Uma ou duas leis do desporto?
1. No âmbito de um curso de Pós-Graduação em Direito do Desporto da Universidade Católica Portuguesa, passe a publicidade, tivemos a oportunidade de ouvir as reflexões de colega brasileiro (Leonardo Andreotti) sobre a nova lei magna do desporto brasileiro. Previna-se que o sistema desportivo brasileiro não vive o mesmo grau de intervenção pública de que sofre o português. Contudo, não deixa de apresentar sinais dessa intervenção e lá, como cá e em outros países (caso de Espanha, com a sua lei do desporto de Dezembro de 2022), debate-se a legitimidade desse posicionamento público, particularmente centrado no relacionamento do Estado com as federações desportivas.
2. A principal referência do desporto brasileiro, em termos de lei-quadro, era a denominada Lei Pelé, a Lei nº 9.615, de 24 de Março de 1998. Utilizamos o passado, pois, no entretanto, veio a ser aprovada a Lei nº 14.597, de 14 de Junho de 2023, que “Institui a Lei Geral do Esporte”. No seu registo originário, a iniciativa legislativa apontava para mais privado e ainda menos público, no sistema desportivo brasileiro.
Sucede que tal texto, em conformidade com o modelo constitucional brasileiro, foi objecto de alterações provenientes de veto presidencial. Citando a mensagem presidencial nº 273, de 14 de Junho de 2023: “Senhor Presidente do Senado Federal, comunico a Vossa Excelência que, nos termos previstos no § 1º do art. 66 da Constituição, decidi vetar parcialmente, por inconstitucionalidade e contrariedade ao interesse público, o Projeto de Lei nº 68, de 2017 (Projecto de Lei nº 1.825, de 2022, na Câmara dos Deputados), que “Institui a Lei Geral do Esporte”.
Ou seja, perdeu-se, pelo caminho, o reforço daquela matriz privatística, procurando-se manter, desta forma, a pegada pública presente na Lei Pelé. Muitos preceitos do projecto de lei foram vetados tendo por base juízos de inconstitucionalidade, mas também, em grande medida, sustentados na afirmação de que a “proposição legislativa contraria o interesse público”.
3. Dir-se-á que, aparte os juízos de inconstitucionalidade firmados pelo Presidente, a merecer leitura muito mais competente, tendo por base, desde logo o artigo 217.º da Constituição da República Federativa do Brasil, tudo o resto são questões de opção política, no caso desportiva.

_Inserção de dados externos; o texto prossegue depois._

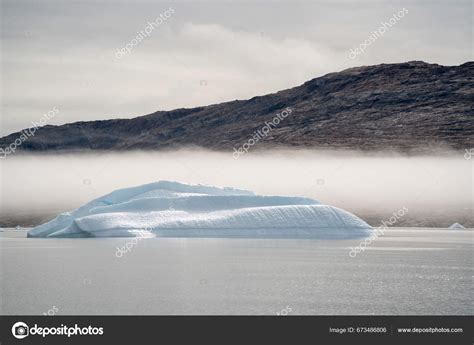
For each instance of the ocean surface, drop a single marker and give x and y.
(406, 271)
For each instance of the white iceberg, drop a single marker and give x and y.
(172, 209)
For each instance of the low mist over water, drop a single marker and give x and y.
(370, 185)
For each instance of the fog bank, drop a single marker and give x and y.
(353, 181)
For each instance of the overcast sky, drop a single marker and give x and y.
(62, 54)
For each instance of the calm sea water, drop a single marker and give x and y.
(406, 271)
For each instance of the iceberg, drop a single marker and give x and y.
(173, 209)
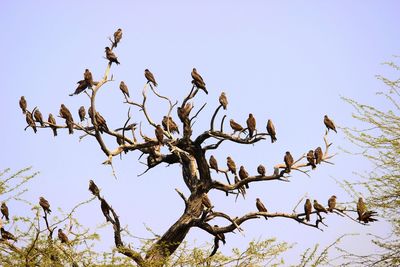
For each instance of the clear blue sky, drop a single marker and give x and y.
(285, 60)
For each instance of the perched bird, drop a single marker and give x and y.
(4, 211)
(159, 134)
(168, 121)
(260, 206)
(318, 155)
(87, 75)
(236, 127)
(243, 174)
(117, 37)
(331, 203)
(30, 121)
(124, 89)
(329, 124)
(198, 80)
(307, 209)
(261, 170)
(271, 131)
(318, 207)
(150, 77)
(288, 161)
(213, 163)
(7, 235)
(82, 113)
(311, 159)
(223, 100)
(93, 188)
(38, 117)
(251, 125)
(63, 237)
(111, 56)
(45, 205)
(22, 104)
(53, 122)
(231, 165)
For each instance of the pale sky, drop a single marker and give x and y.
(290, 61)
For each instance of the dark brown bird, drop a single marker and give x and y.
(318, 155)
(223, 100)
(150, 77)
(307, 209)
(53, 122)
(331, 203)
(168, 121)
(45, 205)
(124, 89)
(318, 207)
(260, 206)
(93, 188)
(231, 165)
(22, 104)
(243, 174)
(251, 125)
(288, 161)
(38, 117)
(213, 163)
(111, 56)
(7, 235)
(311, 159)
(329, 124)
(30, 121)
(271, 131)
(117, 37)
(198, 80)
(63, 237)
(82, 113)
(4, 211)
(159, 134)
(261, 170)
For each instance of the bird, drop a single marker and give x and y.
(288, 161)
(30, 121)
(318, 207)
(168, 121)
(251, 124)
(63, 237)
(53, 122)
(4, 211)
(231, 165)
(94, 189)
(124, 89)
(7, 235)
(329, 124)
(22, 104)
(111, 56)
(223, 100)
(261, 170)
(260, 206)
(45, 205)
(213, 163)
(159, 134)
(318, 155)
(198, 80)
(271, 131)
(38, 117)
(331, 203)
(82, 113)
(243, 174)
(311, 159)
(150, 77)
(307, 209)
(117, 37)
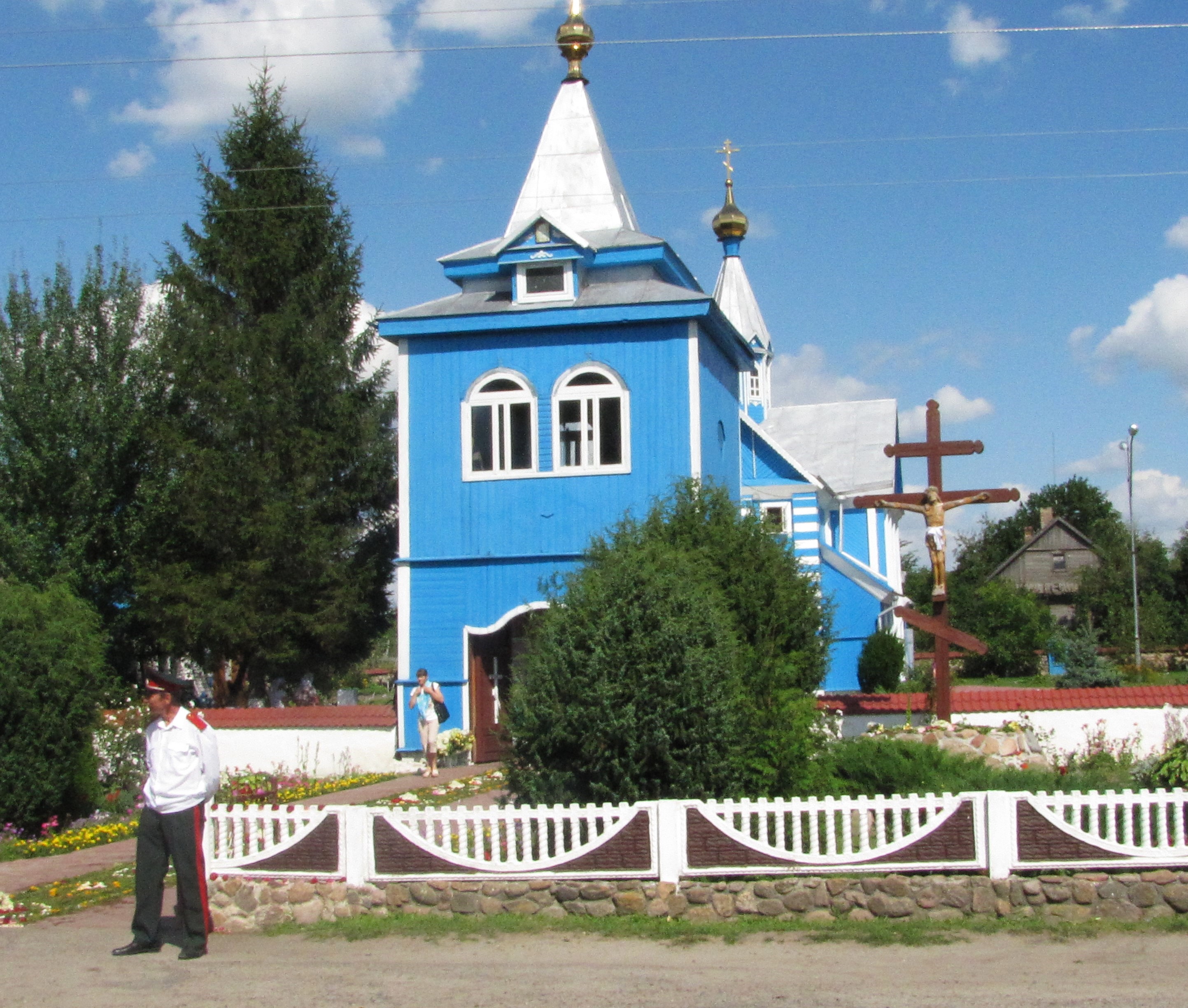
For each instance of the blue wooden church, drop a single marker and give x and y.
(577, 373)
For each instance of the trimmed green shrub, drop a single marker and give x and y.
(884, 766)
(881, 664)
(623, 628)
(53, 676)
(628, 690)
(1084, 667)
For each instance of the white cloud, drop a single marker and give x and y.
(385, 352)
(332, 92)
(1161, 502)
(1155, 333)
(497, 19)
(1111, 457)
(955, 408)
(1106, 14)
(128, 163)
(802, 378)
(1178, 235)
(356, 145)
(982, 44)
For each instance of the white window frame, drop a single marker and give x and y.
(566, 294)
(786, 514)
(474, 397)
(616, 389)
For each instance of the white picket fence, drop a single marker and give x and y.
(997, 833)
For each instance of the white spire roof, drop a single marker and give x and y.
(573, 176)
(734, 296)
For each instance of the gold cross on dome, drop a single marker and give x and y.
(729, 149)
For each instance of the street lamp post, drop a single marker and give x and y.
(1129, 448)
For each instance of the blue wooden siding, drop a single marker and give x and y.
(855, 618)
(719, 415)
(540, 515)
(448, 597)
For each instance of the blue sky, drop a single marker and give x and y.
(996, 219)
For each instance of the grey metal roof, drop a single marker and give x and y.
(611, 238)
(840, 443)
(594, 295)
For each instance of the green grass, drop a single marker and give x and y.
(877, 932)
(70, 896)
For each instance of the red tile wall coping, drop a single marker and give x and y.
(971, 700)
(361, 716)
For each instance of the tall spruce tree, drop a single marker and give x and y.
(280, 545)
(78, 389)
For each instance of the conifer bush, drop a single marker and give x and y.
(881, 664)
(53, 676)
(679, 661)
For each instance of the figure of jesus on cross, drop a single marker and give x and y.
(933, 504)
(933, 509)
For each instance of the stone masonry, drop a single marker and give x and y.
(998, 748)
(242, 904)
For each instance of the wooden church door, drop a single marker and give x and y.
(492, 656)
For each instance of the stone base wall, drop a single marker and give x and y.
(240, 905)
(997, 748)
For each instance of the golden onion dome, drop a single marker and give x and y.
(730, 222)
(574, 40)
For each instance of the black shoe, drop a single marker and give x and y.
(137, 948)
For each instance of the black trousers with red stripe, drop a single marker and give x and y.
(177, 837)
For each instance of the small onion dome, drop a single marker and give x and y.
(574, 40)
(730, 223)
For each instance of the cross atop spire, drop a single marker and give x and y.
(729, 149)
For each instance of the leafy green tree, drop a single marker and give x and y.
(78, 392)
(1013, 623)
(629, 688)
(280, 540)
(777, 630)
(881, 664)
(53, 676)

Porém, o que mais impressiona neste agir presidencial é que a anterior Lei Pelé, que seria logicamente de revogar expressamente, se mantém em vigor.

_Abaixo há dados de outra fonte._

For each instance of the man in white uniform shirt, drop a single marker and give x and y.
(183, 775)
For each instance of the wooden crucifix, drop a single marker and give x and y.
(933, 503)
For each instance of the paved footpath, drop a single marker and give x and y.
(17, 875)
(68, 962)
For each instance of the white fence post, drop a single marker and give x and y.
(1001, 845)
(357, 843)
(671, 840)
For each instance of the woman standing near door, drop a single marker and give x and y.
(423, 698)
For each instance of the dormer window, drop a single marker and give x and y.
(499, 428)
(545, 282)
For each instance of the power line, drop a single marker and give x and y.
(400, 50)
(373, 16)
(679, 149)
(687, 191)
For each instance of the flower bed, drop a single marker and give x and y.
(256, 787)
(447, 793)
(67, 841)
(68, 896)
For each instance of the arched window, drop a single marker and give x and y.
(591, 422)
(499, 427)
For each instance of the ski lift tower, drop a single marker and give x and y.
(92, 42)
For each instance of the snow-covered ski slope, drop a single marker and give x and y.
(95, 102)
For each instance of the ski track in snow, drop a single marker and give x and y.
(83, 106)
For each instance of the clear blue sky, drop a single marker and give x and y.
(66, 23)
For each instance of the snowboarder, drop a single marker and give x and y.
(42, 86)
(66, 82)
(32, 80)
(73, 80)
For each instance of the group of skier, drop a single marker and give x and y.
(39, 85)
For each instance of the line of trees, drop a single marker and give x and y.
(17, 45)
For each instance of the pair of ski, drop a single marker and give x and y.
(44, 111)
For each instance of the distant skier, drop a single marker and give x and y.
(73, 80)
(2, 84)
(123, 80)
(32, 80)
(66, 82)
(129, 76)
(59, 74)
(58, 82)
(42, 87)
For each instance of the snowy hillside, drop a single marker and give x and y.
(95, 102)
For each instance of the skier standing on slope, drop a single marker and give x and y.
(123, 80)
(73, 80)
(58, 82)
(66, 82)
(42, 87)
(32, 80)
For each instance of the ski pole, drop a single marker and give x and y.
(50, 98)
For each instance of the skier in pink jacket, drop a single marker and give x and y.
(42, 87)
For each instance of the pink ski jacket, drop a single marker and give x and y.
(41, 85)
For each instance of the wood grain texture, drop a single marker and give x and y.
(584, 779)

Com efeito, o inciso II do artigo 217.º do projecto de lei revogava a Lei nº 9.615, de 24 de Março de 1998. Todavia, esta norma veio a ser vetada tendo como fundamento as seguintes razões: “Em que pese a boa intenção do legislador, a proposição legislativa contraria o interesse público porque, na medida em que foram solicitados todos os vetos acima justificados, há necessidade de manutenção da Lei nº 9.615, de 24 de Março de 1998, para que não haja lacuna jurídica no arcabouço normativo do direito ao esporte.”
4. Significa este estado de coisas, de um ponto de vista jurídico e político, que se irão viver, no Brasil, momentos de incerteza e insegurança quanto às normas e edifício desportivo. Todos os operadores desportivos não terão a vida facilitada com a vigência formal de duas leis-quadro do “esporte”.
5. Para nós, certos de que tal não se verificará na futura Assembleia da República, fica mais um exemplo a levar a estudo na construção de uma alternativa à actual Lei de Bases da Actividade Física e do Desporto. Como já amplamente afirmei, em diversos locais e por diferentes formas, somos favoráveis a uma descoloração do pigmento público. Não tenho, contudo, muita esperança no cabeleireiro.